2 As a teacher and then coordinator for North Ridge's Advancement Via Individual Determination (AVID) college-readiness program, Brown launched the AVID Ambassadors program. Three or four times each year, eighth-graders go to Edison Elementary School where they assist a teacher, help students with reading and other activities and mentor them.
3 Brown's other passion is coaching. She's coached fifth- and sixth-grade boys and girls basketball at Judith Giacoma, and sixth-, seventh- and eighth-grade girls basketball and sixth-grade girls volleyball at North Ridge. "My favorite part about coaching is seeing the confidence and skill develop in players as a season progresses," she said. "Winning is great, but that character that playing sports can build is the key."

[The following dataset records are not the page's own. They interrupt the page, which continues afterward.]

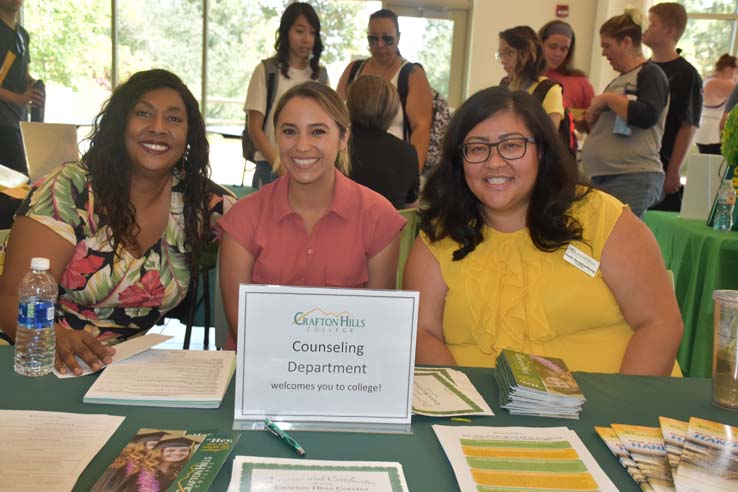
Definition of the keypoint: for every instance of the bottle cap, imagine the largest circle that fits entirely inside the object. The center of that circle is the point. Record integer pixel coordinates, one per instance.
(39, 263)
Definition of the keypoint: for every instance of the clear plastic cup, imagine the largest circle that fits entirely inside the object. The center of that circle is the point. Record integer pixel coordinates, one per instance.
(725, 350)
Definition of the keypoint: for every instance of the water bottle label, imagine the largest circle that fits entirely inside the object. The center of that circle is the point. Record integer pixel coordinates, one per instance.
(36, 315)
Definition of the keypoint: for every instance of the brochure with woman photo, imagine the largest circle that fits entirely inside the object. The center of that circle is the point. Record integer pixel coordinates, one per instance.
(160, 460)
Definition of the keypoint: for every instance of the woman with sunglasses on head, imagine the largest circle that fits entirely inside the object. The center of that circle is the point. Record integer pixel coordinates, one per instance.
(415, 115)
(123, 228)
(517, 253)
(558, 40)
(297, 60)
(521, 56)
(313, 226)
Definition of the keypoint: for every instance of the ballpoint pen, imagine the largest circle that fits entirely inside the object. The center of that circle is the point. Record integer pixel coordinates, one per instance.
(272, 427)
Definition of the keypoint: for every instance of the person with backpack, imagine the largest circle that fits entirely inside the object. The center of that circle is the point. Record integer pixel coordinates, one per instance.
(414, 118)
(521, 55)
(297, 60)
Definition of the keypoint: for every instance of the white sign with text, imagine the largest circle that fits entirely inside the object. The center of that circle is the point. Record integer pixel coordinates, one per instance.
(319, 355)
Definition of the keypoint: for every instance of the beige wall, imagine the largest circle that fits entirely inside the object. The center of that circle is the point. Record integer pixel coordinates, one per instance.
(489, 17)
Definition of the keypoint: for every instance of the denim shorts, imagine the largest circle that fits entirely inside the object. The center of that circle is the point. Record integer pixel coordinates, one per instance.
(638, 190)
(262, 174)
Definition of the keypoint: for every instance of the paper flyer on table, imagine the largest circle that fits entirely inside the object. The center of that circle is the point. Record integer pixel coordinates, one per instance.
(254, 474)
(517, 458)
(49, 450)
(647, 447)
(446, 392)
(616, 447)
(709, 458)
(123, 350)
(166, 378)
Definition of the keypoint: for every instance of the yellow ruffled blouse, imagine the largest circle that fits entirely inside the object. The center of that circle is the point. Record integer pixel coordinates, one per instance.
(508, 294)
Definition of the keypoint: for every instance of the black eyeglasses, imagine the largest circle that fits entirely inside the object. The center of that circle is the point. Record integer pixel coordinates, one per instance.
(508, 148)
(374, 39)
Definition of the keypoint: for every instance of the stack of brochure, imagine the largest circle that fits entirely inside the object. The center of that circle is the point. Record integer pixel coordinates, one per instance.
(680, 456)
(535, 385)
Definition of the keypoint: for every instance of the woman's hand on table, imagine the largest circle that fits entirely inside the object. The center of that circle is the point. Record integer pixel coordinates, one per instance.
(79, 343)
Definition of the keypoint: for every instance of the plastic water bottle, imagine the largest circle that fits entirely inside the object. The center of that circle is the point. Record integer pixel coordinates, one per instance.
(35, 340)
(724, 210)
(37, 112)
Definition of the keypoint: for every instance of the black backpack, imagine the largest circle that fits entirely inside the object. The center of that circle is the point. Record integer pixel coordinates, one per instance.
(441, 112)
(566, 126)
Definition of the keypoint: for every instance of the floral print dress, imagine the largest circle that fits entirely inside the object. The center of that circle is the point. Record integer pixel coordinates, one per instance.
(113, 297)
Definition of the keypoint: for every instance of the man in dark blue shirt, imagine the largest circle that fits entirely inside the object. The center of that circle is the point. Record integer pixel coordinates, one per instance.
(16, 85)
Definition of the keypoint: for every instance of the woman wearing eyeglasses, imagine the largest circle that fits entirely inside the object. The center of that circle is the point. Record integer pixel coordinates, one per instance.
(558, 41)
(413, 119)
(516, 253)
(521, 56)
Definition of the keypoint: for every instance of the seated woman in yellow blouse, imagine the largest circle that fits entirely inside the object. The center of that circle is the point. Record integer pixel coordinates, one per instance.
(516, 253)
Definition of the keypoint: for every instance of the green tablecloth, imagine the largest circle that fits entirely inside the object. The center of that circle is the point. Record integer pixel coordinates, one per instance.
(610, 398)
(702, 261)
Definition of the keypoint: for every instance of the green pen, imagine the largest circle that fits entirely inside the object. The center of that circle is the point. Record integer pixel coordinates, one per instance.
(272, 427)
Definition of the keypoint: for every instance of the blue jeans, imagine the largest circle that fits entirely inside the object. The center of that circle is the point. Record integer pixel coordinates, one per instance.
(639, 190)
(262, 174)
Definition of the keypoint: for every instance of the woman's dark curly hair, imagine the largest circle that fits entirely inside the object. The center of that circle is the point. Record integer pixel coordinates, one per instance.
(531, 63)
(109, 164)
(451, 209)
(282, 45)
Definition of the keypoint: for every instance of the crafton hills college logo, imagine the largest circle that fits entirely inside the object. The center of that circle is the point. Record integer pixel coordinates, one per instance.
(318, 320)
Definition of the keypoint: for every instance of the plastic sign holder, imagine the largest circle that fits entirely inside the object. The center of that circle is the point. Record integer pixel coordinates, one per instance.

4 Brown will earn another master's degree (an education-reading specialist degree) from Olivet Nazarene University in June. She also has a master's degree in elementary education from Eastern University and a bachelor's degree in elementary education from Indiana State University.
5 Brown is 2015 Indiana Basketball Hall of Fame Silver Anniversary Team nominee. The final selection will be announced in November.
1 Willer oversees one of the busiest places at Danville High. The library, which is larger than eight classrooms, houses the school district's information technology staff, three full-size computer labs, two mini-labs, two mobile laptop labs, the school I.D. card center, the school store, a copy center, 22,000 books and a conference room that's used all day long. "It takes three full-time staff members and a dozen dedicated student helpers to manage the 60,000 visits we receive each year," he said. "We currently have three student art installations and serve as a meeting location for students and staff."
2 Willer's job is as much about information technology as it is books. "These days, a librarian must be equal parts book minder, technology specialist, student art curator and classroom teacher," he said. "I work with everybody to ensure that technology, people and resources work together."
3 Willer teaches sword fighting at school and owns a functional suit of armor. In his spare time, he participates in the Society for Creative Anachronism. "The SCA is an educational and re-enactment group where I am a spearman, crossbowman and operate siege equipment during 'battles' that take place between groups."
4 Willer is a Chicago native and attended four colleges, including Canterbury Christ Church University in England, where he studied history and literature in 1994. His jobs have included a private sector librarian, college campus security guard, role-playing game coach and social studies teacher, and prior to coming to Danville, he taught in Central Virginia, Washington D.C. and the Chicago suburbs.
5 Willer credits another former job, a commissioned salesman for Marshall Fields, with teaching him how to provide good customer service, which he uses today. He said the key is to treat every person who walks throughout the door as if they were a millionaire, give customers what they want when they need it and try to do it better than you did last time.